Ich nenne sie heimlich Maria und Josef. Ich lerne sie in der Adventszeit kennen. Sie fragen, ob ich weiß, wo eine Wohnung frei ist. Zwei sympathische Leute. Die junge Frau ist hochschwanger.
Es gibt tatsächlich eine kleine Wohnung. Die beiden freuen sich. Wir helfen zwei Stündchen beim Einziehen, Kisten tragen, saubermachen, das, was Maria mit dem dicken Bauch nicht mehr kann. Josef, der eigentlich Juri heißt, rennt hektisch hin und her. Er raucht viel und telefoniert viel. „Geh besser nach draußen zum Rauchen - wegen des Kindes“, sage ich und beiße mir sofort auf die Zunge. Ich will nicht übergriffig sein.
Bald wird Hannes geboren. Juri
und Maria platzen vor Stolz. Ab und zu sehe ich Maria mit dem Kleinen
spazieren gehen. Dann bestaunen wir gemeinsam den kleinen Fratz. Der Kontakt ist
freundlich, aber er ist nicht eng.
Irgendwann fällt mir auf, dass Maria immer alleine mit dem Kinderwagen unterwegs ist: „Geht es Juri gut?“ frage ich, als wir uns sehen. Marias Antworten sind ausweichend. Ja, Juri ist viel unterwegs. Ja, Juri geht es gut. Manchmal guckt sie dann zur Seite.
Ein paar Monate später steht Juri vor meiner Tür. Abgemagert, bleich, er zittert. „Kannst du mich segnen? Jetzt? Frag bitte nichts. Ich meine, du kannst mich doch segnen, oder?“
Ich muss mir wieder auf die Zunge beißen.

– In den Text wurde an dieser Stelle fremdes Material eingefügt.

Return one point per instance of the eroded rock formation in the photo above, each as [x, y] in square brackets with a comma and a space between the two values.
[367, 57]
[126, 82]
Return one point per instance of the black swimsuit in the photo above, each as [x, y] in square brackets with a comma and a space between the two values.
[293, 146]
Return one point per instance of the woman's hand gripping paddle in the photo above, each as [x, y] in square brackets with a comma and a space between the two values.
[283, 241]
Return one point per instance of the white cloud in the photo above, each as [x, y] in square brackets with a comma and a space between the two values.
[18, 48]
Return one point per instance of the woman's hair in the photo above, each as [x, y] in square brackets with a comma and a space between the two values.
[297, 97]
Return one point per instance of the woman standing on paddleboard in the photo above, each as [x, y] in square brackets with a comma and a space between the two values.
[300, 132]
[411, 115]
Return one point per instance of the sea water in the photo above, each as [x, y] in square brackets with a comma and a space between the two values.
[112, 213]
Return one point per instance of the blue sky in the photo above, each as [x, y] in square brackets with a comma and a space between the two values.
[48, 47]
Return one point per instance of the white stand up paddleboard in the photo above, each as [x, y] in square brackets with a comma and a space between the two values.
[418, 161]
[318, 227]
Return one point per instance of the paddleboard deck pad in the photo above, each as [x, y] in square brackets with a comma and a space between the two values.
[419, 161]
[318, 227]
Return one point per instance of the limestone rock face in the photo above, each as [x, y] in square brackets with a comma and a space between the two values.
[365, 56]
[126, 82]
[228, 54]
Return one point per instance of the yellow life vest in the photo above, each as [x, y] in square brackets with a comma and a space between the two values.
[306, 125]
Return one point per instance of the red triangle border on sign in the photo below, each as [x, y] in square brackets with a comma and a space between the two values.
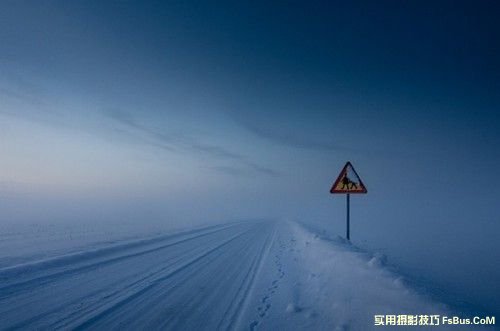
[339, 178]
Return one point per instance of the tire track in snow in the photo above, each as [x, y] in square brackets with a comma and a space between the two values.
[16, 287]
[96, 297]
[150, 285]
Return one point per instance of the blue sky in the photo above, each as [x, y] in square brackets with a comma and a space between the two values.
[188, 111]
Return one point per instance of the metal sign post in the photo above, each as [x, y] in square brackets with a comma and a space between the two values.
[347, 224]
[348, 182]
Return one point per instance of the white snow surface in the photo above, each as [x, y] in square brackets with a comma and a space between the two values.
[236, 276]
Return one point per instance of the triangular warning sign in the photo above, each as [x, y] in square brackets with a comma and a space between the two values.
[348, 181]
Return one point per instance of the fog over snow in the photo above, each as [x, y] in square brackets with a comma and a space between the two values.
[126, 122]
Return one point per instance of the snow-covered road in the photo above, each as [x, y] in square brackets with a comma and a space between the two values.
[243, 276]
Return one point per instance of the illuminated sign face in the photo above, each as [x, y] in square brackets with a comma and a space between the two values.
[348, 181]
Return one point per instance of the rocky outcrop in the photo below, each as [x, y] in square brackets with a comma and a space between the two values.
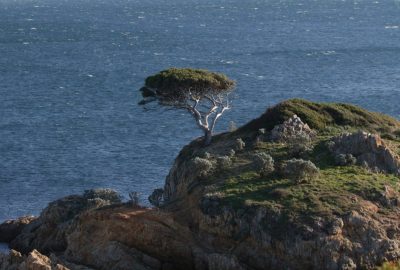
[292, 130]
[33, 261]
[48, 232]
[235, 209]
[368, 149]
[12, 228]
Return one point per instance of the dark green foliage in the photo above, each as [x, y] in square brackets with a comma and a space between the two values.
[173, 83]
[321, 116]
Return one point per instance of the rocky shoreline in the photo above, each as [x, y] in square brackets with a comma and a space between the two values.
[305, 186]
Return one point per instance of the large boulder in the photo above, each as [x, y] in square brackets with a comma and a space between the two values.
[12, 228]
[47, 233]
[33, 261]
[368, 149]
[292, 130]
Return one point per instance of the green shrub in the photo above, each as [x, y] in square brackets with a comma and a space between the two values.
[300, 171]
[263, 163]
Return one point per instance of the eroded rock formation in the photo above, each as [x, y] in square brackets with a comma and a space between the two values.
[368, 149]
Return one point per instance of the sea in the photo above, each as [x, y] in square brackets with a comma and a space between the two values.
[70, 71]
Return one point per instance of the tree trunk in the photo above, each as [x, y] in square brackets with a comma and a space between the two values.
[207, 137]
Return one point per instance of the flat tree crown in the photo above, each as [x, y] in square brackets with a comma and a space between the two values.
[176, 83]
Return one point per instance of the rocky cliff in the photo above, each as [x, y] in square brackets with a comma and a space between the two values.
[305, 186]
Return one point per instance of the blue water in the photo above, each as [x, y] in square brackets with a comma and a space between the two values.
[70, 70]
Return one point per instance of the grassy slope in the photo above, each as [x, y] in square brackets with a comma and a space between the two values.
[338, 189]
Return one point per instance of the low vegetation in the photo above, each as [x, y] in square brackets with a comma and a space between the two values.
[318, 183]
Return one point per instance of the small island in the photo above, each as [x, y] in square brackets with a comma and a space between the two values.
[304, 186]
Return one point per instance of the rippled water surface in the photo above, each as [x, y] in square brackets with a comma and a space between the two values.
[70, 70]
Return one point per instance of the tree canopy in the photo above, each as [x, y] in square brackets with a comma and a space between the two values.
[204, 94]
[176, 83]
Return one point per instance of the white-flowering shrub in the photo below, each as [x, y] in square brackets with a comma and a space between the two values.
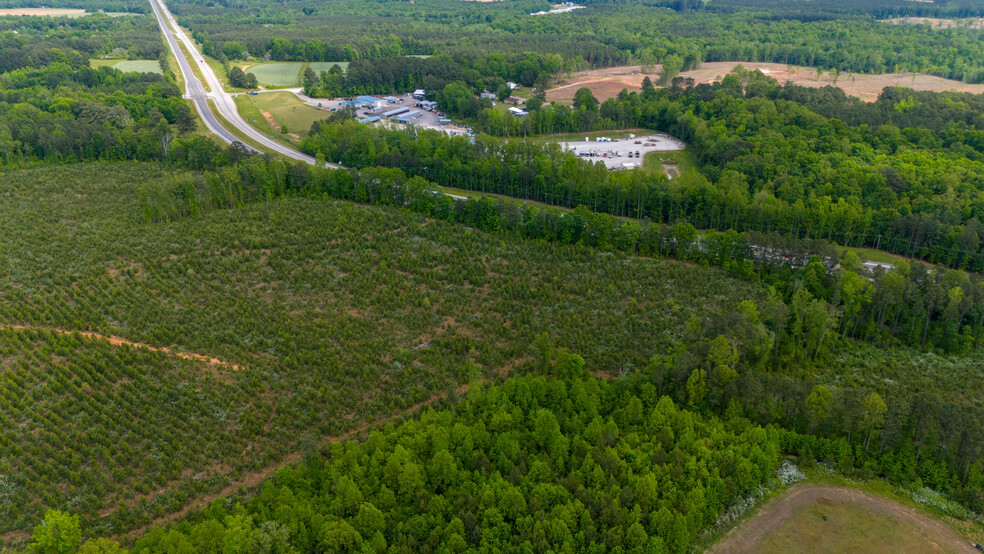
[789, 473]
[928, 497]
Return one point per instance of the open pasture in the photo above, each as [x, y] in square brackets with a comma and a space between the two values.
[607, 83]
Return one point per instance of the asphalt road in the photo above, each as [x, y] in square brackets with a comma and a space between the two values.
[223, 101]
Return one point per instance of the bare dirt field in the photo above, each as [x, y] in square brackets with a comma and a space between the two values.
[936, 23]
[607, 83]
[825, 518]
[43, 11]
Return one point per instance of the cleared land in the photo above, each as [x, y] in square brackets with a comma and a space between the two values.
[274, 110]
[336, 315]
[287, 74]
[827, 518]
[61, 12]
[607, 83]
[139, 66]
[277, 74]
[318, 67]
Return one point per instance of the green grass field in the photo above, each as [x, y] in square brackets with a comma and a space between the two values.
[285, 108]
[140, 66]
[287, 74]
[277, 74]
[831, 526]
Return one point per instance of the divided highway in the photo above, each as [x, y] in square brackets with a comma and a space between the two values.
[224, 103]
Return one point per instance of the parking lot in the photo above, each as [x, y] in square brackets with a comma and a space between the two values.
[425, 119]
[626, 153]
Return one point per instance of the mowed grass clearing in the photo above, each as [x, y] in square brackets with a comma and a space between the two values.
[273, 110]
[127, 66]
[277, 74]
[816, 517]
[288, 74]
[318, 67]
[830, 526]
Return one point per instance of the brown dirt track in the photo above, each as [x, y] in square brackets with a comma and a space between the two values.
[607, 83]
[750, 535]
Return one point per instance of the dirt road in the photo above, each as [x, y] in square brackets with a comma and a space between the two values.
[748, 536]
[608, 82]
[117, 341]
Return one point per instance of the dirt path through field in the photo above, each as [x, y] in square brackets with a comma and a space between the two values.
[748, 536]
[118, 341]
[253, 479]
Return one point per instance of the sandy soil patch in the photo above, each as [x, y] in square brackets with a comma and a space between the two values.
[118, 341]
[42, 11]
[607, 83]
[921, 532]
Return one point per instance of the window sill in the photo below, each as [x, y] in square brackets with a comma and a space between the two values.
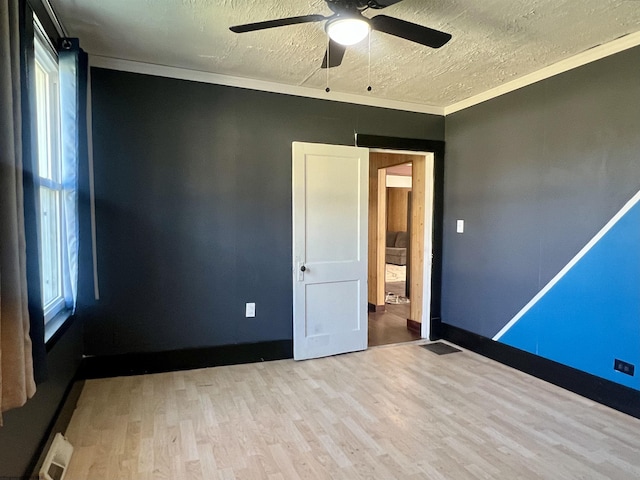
[55, 328]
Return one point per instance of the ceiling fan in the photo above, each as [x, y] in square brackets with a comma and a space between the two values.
[347, 26]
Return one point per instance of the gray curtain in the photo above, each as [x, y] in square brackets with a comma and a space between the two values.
[16, 363]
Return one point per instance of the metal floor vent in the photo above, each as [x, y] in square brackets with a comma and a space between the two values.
[57, 460]
[440, 348]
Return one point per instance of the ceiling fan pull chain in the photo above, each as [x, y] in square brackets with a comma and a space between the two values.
[328, 62]
[369, 68]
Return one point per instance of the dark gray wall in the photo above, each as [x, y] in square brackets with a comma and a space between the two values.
[535, 174]
[193, 205]
[24, 428]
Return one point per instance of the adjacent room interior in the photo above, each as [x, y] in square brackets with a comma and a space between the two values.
[147, 268]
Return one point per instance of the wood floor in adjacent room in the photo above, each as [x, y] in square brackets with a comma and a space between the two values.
[389, 412]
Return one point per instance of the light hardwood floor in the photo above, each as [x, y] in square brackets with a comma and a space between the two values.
[389, 412]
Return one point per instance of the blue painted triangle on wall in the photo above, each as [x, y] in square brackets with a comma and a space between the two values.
[591, 316]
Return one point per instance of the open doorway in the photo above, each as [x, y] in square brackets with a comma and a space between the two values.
[400, 226]
[388, 324]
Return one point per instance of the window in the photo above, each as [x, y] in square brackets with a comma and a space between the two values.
[52, 238]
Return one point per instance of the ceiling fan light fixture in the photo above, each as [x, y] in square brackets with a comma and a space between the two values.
[347, 30]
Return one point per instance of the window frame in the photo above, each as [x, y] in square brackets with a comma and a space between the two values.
[46, 59]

Ich möchte ihn fragen: „Was ist los? Warum bist du so nervös? Was ist passiert, dass du so abgenommen hast? Wo warst du? Warum willst du gesegnet werden?“ Aber ich frage nur: „Sind Maria und Hannes ok?“ Juri nickt. Ja, die sind ok.
Er möchte in die Kirche gehen. Wir gehen den kurzen Weg schweigend. Juri steht unruhig an den Stufen zum Altar. Andauernd schaut er sich zur Tür um. Ich bete zu dem Gott, der mehr weiß als ich.
„Meinst du, Gott nimmt mich an?“ fragt er, als ich mit dem Beten fertig bin. Ich habe keine Ahnung. Ich habe Bonhoeffers Wort von der „billigen Gnade“ im Kopf, und Vergebung ohne Wahrheit und ohne Bereuen ist mir eigentlich ein Gräuel: „Juri, willst du sagen, was los ist?“ Nein, Juri wiederholt es noch einmal: „Ich kann dir jetzt nichts sagen.“ Ich segne ihn - mit den alten Worten „Gott segne dich und behüte dich. Gott lasse sein Angesicht leuchten über dir und sei dir gnädig. Gott erhebe sein Angesicht auf dich und gebe dir Frieden.“
Juri ist schnell weg. Erst eine ganze Weile später erfahre ich, dass er von der Polizei wegen bandenmäßigen Drogenhandels verhaftet wurde. Auch Maria und Hannes sind plötzlich weg. Sie haben sich nicht verabschiedet.
Segnen heißt: uns an unsere Bestimmung zu erinnern: So sind wir gemeint, und so sollen wir werden. Vielleicht hat Juri sich erinnert. Vielleicht wollte er gerne noch einmal von vorne anfangen. Segnen heißt: Es soll ihm gelingen.
Ihre Pfarrerin Christel Weber aus Bielefeld.